By calling them sand shoes he was being deliberately mean but it is not a phrase in wide spread use. At a pinch I would call them deck shoes.

There was a deleted scene involving the shoes >
http://blog.zap2it.com/frominsideth...ed-scene-its-all-about-the-shoes---watch.html

And continuing the theme River Song's superb red shoes were in the Black Archive.

My big dissapointment was that Susan the Doctor's granddaughter from the first episode did not make a live appearance .


----------



## TonyD79 (Jan 4, 2002)

JETarpon said:


> I saw it in 3D tonight, too. So for the rest of you, how was the crowd? I was trying to figure out in advance if it would be an interactive crowd (cheers, applause, etc.) or would it be a reverent crowd. It turns out it was much much quieter than I expected it to be. Laughter where appropriate, and applause at the end, but that was about it. We went to the 7:30 3D show, which was sold out. There was also a 2D show (also sold out), and 10:00 shows for both (not sold out when we got there). We got there at 6:15 expecting a line to get in the theater, but it was open and only about 5 people there. I got dead center, 2nd row of the upper section. People were still walking in right at 7:30. The crowd was mostly older. A couple teenagers but mostly 20+. When we left, the people waiting for the 10:00 shows included a lot more kids than I saw in our show.
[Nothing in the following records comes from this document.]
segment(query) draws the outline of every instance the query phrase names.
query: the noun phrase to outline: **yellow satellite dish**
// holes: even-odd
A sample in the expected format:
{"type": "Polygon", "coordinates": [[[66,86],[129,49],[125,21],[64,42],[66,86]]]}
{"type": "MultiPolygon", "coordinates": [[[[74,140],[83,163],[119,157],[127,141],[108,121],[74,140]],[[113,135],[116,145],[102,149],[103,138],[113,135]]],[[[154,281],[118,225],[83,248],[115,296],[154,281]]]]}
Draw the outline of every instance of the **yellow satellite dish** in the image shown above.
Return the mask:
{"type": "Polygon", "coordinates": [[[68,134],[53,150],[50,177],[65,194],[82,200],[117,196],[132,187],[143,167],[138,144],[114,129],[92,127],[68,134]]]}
I don't know if there were more in the 2D show. I loved it, even though I'd already watched it twice.


Two 3D shows at 7:30 where I went. Long lines and sold out. A few costumes. A few fezzes. Lots of tardis hats and shirts. My crowd whooped a few times and was a bit chatty but not over the top.

I was surprised how many seems to not have seen it already.

The theater turned the doors into tardis doors so it took a while to get in with everyone wanting to take pictures.


----------



## cstelter (Mar 18, 2002)

I went last night as well to the 7:30 showing (3d). Our theater had only 2 showings (7:30 and 10). We were told half the seats were sold at around 3pm , so we showed up at 7pm. There wer maybe 20 folks there when we arrived. By 7:30 it really didn't feel even half sold out. The crowd was younger I thought, perhaps just because I'm old... I think I saw more Tom Baker scarves than any other costume. One had a pretty good Moment Interface (Bad Wolf) costume. There were laughs where appropriate and a few awwws when Tennent didn't want to go. I wasn't expecting the rousing applause at the end. I believe everyone stayed for the documentary featurette narrated by Collin Baker at the end which I enjoyed.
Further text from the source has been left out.